FORNITURA DI ENERGIA ELETTRICA: L'IVA RIDOTTA SPETTA ANCHE SULLE PARTI COMUNI DI CONDOMĚNI

FORNITURA DI ENERGIA ELETTRICA: L'IVA RIDOTTA SPETTA ANCHE SULLE PARTI COMUNI DI CONDOMÌNI

 

La fornitura di energia elettrica per il funzionamento delle parti comuni di un condominio composto esclusivamente da unità immobiliari residenziali, ossia da abitazioni private che utilizzano l'energia esclusivamente a «uso domestico» per il consumo finale, può beneficiare dell’Iva al 10%.

Il caso riguarda un condominio composto da unità residenziali, ma anche da 3 negozi che – pur trovandosi all’interno dello stabile – sono completamente autonomi per accessi (lato strada), servizi (riscaldamenti) e utenze (energia elettrica) e non collegati ad alcun servizio né parte comune del condominio. I negozi godono infatti di un sistema di illuminazione e riscaldamento autonomi, esclusi dai riparti delle spese condominiali. Di conseguenza, il condominio in questione risulta, dal punto di vista del consumo di elettricità e gas, «esclusivamente residenziale», anche in virtù della presenza di contatori separati.

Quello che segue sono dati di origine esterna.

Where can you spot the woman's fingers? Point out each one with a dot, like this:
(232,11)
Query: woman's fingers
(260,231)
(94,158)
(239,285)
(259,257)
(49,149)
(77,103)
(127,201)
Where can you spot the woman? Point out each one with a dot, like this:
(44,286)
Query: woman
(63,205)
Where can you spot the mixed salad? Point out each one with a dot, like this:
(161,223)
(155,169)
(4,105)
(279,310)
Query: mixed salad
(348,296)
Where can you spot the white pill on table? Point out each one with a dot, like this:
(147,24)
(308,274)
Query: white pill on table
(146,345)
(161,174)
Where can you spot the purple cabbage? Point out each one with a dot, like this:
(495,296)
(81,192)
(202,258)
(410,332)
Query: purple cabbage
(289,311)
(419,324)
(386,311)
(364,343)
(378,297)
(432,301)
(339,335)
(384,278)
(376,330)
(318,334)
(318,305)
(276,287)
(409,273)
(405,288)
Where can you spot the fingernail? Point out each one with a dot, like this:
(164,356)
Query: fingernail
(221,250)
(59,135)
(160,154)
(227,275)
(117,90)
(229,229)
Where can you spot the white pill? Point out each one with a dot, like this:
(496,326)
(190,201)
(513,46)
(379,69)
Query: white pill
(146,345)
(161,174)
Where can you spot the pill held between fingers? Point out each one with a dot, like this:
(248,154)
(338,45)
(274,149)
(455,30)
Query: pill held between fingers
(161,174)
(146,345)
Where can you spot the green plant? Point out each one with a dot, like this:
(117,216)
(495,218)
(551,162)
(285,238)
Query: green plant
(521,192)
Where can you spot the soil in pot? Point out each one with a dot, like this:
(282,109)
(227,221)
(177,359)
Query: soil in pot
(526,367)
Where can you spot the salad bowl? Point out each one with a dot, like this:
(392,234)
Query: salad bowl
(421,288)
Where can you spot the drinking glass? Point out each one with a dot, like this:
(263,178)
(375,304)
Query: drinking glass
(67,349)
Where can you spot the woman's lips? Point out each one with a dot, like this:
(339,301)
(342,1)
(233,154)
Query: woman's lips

Ne deriva che anche per l’elettricità usata per le parti comuni (articolo 1117 del Codice civile) alle unità residenziali spetta l’aliquota del 10% (numero 103 della Tabella A, Parte III, allegata al Dpr 633/1972).

Una fornitura si considera ad «uso domestico» se è destinata a consumatori finali che utilizzano l’energia elettrica nella propria abitazione privata a carattere familiare o in strutture collettive caratterizzate dal requisito di residenzialità. La nozione esclude la somministrazione per l'esercizio di imprese o per effettuare prestazioni di servizi rilevanti ai fini Iva anche se in regime di esenzione.

In pratica le aree comuni completano, da un punto di vista funzionale, le singole unità residenziali e sono utilizzate dai condòmini per finalità strettamente domestiche.

Anche dal punto di vista civilistico esiste un legame di accessorietà tra le parti comuni dell'edificio e le unità immobiliari, per cui non è possibile ritenere tali aree come distinte e autonome rispetto alle proprietà dei condòmini.

Sono escluse dalla fruizione dell’aliquota ridotta, altresì, le ipotesi di uso promiscuo in cui non sia possibile determinare il quantitativo effettivamente impiegato per usi domestici agevolati (Cm 82/E/1999).

Quanto alla procedura adottata per richiedere l’applicazione dell’Iva ridotta al fornitore, tramite una dichiarazione sostitutiva, l’agenzia chiarisce che nonostante l’amministratore dello stabile abbia dichiarato, sotto la propria responsabilità, che l'energia elettrica somministrata al condominio è utilizzata esclusivamente per «usi domestici», resta ferma la responsabilità del cedente per il recupero della maggiore imposta nel caso in cui, in seguito a controlli, non risultino presenti le condizioni di legge per l'applicazione dell’Iva agevolata.

Non esistendo, infatti, una disciplina specifica, la dichiarazione di parte dell’amministratore non modifica il criterio generale per l’individuazione del debitore davanti al Fisco, responsabile della corretta applicazione dell'imposta dovuta dal cedente/prestatore.